Chapter 20

“Would it help if we rowed?” I asked after several dull hours of gentle drifting across the endless sand of the Pathian desert.

“It might,” Drakeforth replied from under his hat. He had retired to his hammock while Goat steered the airship towards the horizon.

My internal dialogue went round in circles. Where are we going? Oh, but if we know that, we won’t know how fast we are travelling. I could see how fast we were travelling. I could shimmy down a rope, run a few laps around the shadow of the airship, and casually climb back up before it had travelled more than two ship-lengths across the burning sand.

With Drakeforth hiding under his hat, I was left to stare out at the drifting dunes. The worst part of being on such a slow boat was how it left me with no one to interrogate except myself.

All right, Pudding. We’re going to get to the bottom of this.

Yes, I mentally nodded. We’re already scraping the bottom of the barrel, so why not make a go of it?

Well there’s no need for that kind of attitude.

Are you sure?

Winning an argument with my inner voice was unlikely.
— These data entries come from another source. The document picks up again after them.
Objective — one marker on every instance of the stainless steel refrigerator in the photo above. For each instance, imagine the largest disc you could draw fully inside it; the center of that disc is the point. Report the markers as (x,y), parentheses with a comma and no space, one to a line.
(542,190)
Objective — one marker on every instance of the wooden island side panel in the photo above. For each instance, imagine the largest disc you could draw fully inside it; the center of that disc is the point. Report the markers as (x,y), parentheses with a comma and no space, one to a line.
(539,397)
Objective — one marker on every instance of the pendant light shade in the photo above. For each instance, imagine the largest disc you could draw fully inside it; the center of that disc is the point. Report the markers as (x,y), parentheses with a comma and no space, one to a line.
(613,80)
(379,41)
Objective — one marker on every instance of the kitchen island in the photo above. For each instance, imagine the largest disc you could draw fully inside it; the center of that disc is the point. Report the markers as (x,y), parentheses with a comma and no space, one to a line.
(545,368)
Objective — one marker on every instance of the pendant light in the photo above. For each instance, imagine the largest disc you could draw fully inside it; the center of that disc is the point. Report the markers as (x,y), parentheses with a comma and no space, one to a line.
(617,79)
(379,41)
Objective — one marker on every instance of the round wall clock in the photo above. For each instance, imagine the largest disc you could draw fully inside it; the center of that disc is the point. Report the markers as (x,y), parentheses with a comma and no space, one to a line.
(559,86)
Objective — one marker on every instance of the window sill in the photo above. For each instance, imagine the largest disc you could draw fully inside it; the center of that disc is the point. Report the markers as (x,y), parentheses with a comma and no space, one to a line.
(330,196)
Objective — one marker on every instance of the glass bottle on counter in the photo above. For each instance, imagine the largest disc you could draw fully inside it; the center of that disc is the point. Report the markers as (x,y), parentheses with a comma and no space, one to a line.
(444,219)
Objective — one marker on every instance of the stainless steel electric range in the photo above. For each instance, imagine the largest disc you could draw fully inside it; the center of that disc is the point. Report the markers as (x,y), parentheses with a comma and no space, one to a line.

It felt easier to take action instead of talking about it.

“Goat!” I shouted.

“See!?” he bellowed from the helm with such intensity, we may as well have been in the grips of a terrible typhoon and not drifting through the calm air as sedately as lint.

“You don’t know where we are going!” According to Berkeley Upsqueak, if you are going to subvert a question by making it a statement, then speak with confidence and volume.
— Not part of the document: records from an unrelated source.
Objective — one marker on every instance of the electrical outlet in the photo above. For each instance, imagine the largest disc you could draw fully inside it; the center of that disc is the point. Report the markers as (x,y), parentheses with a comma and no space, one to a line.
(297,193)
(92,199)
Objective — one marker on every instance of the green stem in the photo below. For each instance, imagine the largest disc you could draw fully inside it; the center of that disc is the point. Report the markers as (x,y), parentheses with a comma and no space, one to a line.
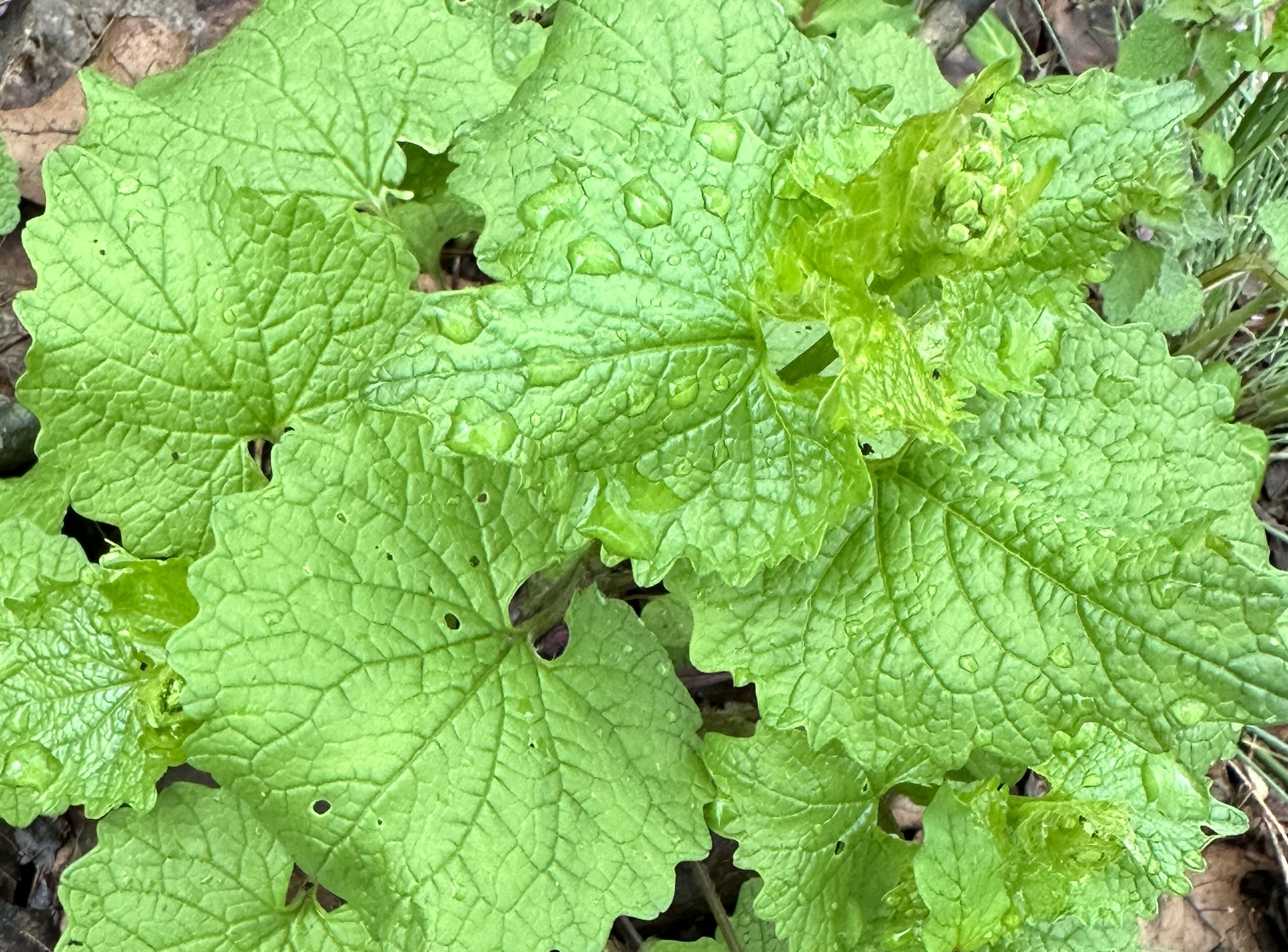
(1221,332)
(813,361)
(1221,100)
“What?!” Goat reacted as I had hoped.

“You have no clue where we are!” I enunciated each yelled syllable.

“I don’t?”

I took a deep breath. Berkeley had also said that if you find your­self going through homophones, then keep going.

“No idea!”

I waited for the weight of my words to have the desired effect. It took a moment, and then the ship groaned as the air had intensified. I grabbed the rail and hung on. Overhead, the tight mass of inflated goat intestines squeaked indignantly under the strain of the rising wind.

The tones and shades of the sky changed so rapidly it felt like one of those interior design paint books had been riffled through at close range. The swelling clouds went from Snow Cake to Crusty Frypan,and my skin tingled with the building static charge of impending lightning.
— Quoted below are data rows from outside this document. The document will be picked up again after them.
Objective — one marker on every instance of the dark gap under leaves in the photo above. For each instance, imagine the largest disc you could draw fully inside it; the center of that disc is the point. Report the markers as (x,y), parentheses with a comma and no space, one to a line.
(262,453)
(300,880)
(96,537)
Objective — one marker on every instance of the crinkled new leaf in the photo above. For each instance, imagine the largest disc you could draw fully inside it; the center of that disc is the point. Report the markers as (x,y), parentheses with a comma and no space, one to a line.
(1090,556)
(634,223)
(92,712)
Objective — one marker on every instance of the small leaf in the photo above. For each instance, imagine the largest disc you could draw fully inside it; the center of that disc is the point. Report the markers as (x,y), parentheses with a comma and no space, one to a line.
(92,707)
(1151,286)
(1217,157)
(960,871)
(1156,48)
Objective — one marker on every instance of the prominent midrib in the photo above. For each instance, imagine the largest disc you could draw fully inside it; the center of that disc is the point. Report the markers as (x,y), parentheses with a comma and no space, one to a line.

There is no way this is going to work, I warned myself.

“Shutup,” I replied aloud.

Everything went from mildly off-putting to extremely weird in what might have been a few seconds. I sighed and closed my eyes.

Cats arranged themselves like self-cleaning gargoyles along the convoluted ledges and edges of the Pathian Museum of History. The building itself was a low hill of stone blocks and pillars that gave the impression it had been built by a legion of blind stone masons, each of whom had no idea that anyone else was working on the project.

Goat’s ship appeared in the shadow of this eye-twisting edifice with a sound similar to a cat coughing up a fur ball.

Space and time, and all the possibilities between, hurriedly got their story straight and the sky returned to normal. Except for the floating mass of inflated goat intestines with the haphazard wooden cabin swinging underneath.

“We’ve arrived?” Drakeforth asked, joining me on the deck.

“Yeah,” I nodded. “It wasn’t that difficult, once I realised we can’t possibly know where The Tree is, or where it is going at the same time.”

“Which means the chances of it actually being here are as remote as Nin’s hot-chip caravan in Yambake, Malakam,” Drakeforth replied.

“Is that remote?”

“Stupidly remote.” Drakeforth adjusted his hat. “Come, Pudd­ing, we have a library to explore and possibly rob.”